Dafür könnte er fünf Tage im Gefängnis verbringen, sagt
Richterin Levitt. Aber das Urteil wolle sie gegen ihn nicht verhängen! Alle im Gerichtssaal jubeln, lachen und applaudieren.
Ihr kommt die Wut hoch. Das Gericht zum Circus machen!
Sie lässt den Mann mit Handschellen an einer
Bank festmachen. Nachdenken soll er.
„Ihrer Autorität ziemlich sicher“ scheint Richterin Donna
G. Recant, „die doch einen Sinn für Humor behält”, wie ein Monitor schreibt. Ein anderer rühmt „ihre grossartige Haltung
– sie lächelt, hört zu und grüsst Anwälte, die vor ihr erscheinen”.
Als ein Angeklagter eine Geste macht, sagt sie mit sehr
strenger Stimme: „Sie haben ihre Hand in einer drohenden Geste
um ihren Nacken gelegt. Das ist die verächtlichste Geste,
die ich je gesehen habe.” Dann verurteilt sie den Angeklagten wegen Missachtung des Gerichts zu dreissig Tagen Haft.
Ruhiger, kleiner Mann vor Gericht
„Spielerische Haltung”, „gut gelaunt”, „Sinn für Humor”: So etwas zeichnet noch drei weitere Richter aus. Aber im Gerichtsaal
eines vierten versteht ein Monitor nur Bruchstücke, weil „Anwälte, Gerichtsbeamte und Zeugen (Polizei) während der
Verhandlung reden und lachen”.
Lachen? Das ist hier alles. Durchblick, Publikumsreaktion, Störgeräusch. Und der Humor? Der ist ein Faktor.
Richter und Angeklagter sind aber nicht auf Augenhöhe.
Und der Humor fällt manchmal herunter.
Kein Richterwitz? Kein Anwaltswitz? Fragt jemand Ruthmarie
Shea, ob sie einen Anwaltswitz hören wolle, sagt sie
„Nein”. Sie ist selbst Anwältin. In der University of Detroit Mercy
Law Review hat sie im Frühling 2000 konstatiert:
„Anders als Fisch und Gäste, die nach drei Tagen stinken,
wie Benjamin Franklin meinte, stinken Anwaltswitze
sofort. Nichtsdestotrotz haben sie’s geschafft akzeptiert zu sein.

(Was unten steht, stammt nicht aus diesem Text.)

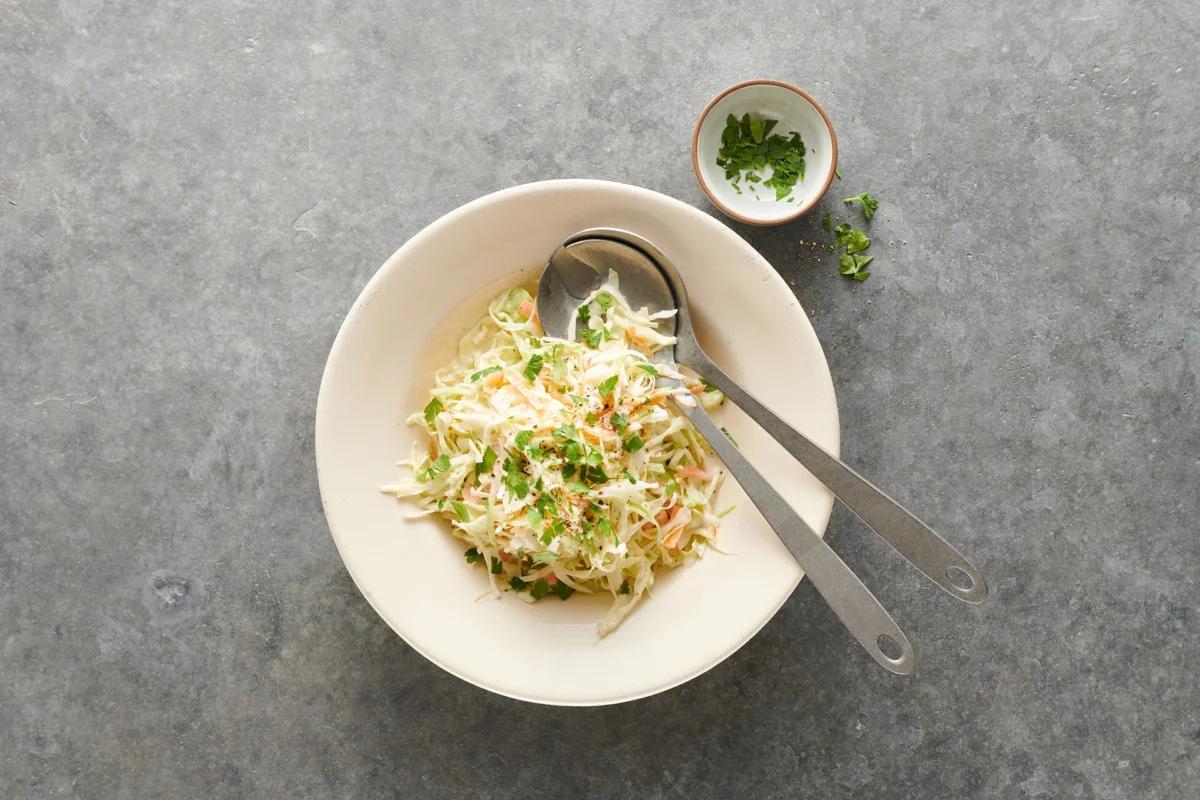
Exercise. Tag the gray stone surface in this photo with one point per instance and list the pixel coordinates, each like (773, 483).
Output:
(193, 193)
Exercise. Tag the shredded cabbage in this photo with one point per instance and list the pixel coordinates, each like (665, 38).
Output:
(564, 464)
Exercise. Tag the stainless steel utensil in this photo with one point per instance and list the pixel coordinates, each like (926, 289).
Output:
(576, 269)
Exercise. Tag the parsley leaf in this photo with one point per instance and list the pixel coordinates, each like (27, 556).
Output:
(851, 239)
(852, 266)
(438, 465)
(487, 463)
(748, 148)
(865, 200)
(432, 410)
(484, 373)
(533, 367)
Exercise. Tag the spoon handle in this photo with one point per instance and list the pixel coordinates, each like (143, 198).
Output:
(910, 536)
(847, 596)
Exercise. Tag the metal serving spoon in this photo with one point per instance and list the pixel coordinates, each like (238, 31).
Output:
(579, 268)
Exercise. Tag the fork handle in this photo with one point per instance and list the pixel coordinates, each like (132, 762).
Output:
(910, 536)
(847, 596)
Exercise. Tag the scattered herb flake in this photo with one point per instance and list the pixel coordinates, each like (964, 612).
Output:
(867, 202)
(438, 465)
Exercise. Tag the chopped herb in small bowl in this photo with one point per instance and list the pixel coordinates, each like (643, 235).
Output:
(765, 151)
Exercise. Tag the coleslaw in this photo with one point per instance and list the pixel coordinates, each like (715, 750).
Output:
(564, 464)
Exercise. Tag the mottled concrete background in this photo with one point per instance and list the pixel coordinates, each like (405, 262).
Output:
(193, 193)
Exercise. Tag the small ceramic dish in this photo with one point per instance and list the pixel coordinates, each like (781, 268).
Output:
(796, 110)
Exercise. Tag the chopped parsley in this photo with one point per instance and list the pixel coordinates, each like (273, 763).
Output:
(432, 410)
(438, 465)
(867, 202)
(853, 265)
(748, 148)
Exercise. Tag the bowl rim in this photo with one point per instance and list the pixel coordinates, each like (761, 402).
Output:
(712, 196)
(364, 299)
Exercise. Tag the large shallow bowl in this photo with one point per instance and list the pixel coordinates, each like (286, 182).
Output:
(412, 571)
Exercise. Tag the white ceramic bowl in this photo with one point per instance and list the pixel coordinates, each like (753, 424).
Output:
(796, 110)
(412, 571)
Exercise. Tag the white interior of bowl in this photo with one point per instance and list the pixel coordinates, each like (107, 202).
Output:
(413, 571)
(795, 113)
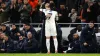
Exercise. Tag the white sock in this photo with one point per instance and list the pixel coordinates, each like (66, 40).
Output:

Sie werden von einem enthusiastischen Publikum
geschätzt, als handle es sich um exquisiten Roquefortkäse.”
Das Unglaublichste zum Schluss: Ist der Witz ein Beweis?
Ist der Beweis ein Witz? Ein ruhiger kleiner Mann
steht vor Gericht. Der Richter wirft einen Blick zu dem Mann
hinunter und dann auf die Anklage und wieder mit
Erstaunen dann hinunter zu dem kleinen Mann.
„Können Sie mir in ihren eigenen Worten sagen, was
passiert ist?”, fragt der Richter. „Ich bin ein Mathematiker, der
mit der Natur des Beweises befasst ist”, sagt der Mann.
„Ja, fahren Sie fort”, sagt der Richter verwundert.
„Tja, ich war in der Bibliothek und fand die Bücher, die ich
wollte, und wollte sie mitnehmen. Sie sagten mir, mein Bibliotheksausweis wäre abgelaufen und ich müsste mir einen
neuen holen gehen.
Ich ging also zum Registrierungsbüro und stellte mich dort an.
Ich füllte meine Formulare für eine neue Karte aus und
stellte mich an für meine Karte.” „Ja, fahren Sie fort”, sagt der
Richter. „Und er fragte, ‚Können Sie beweisen,
dass Sie aus New York City sind?’ Da hab ich ihn erstochen.”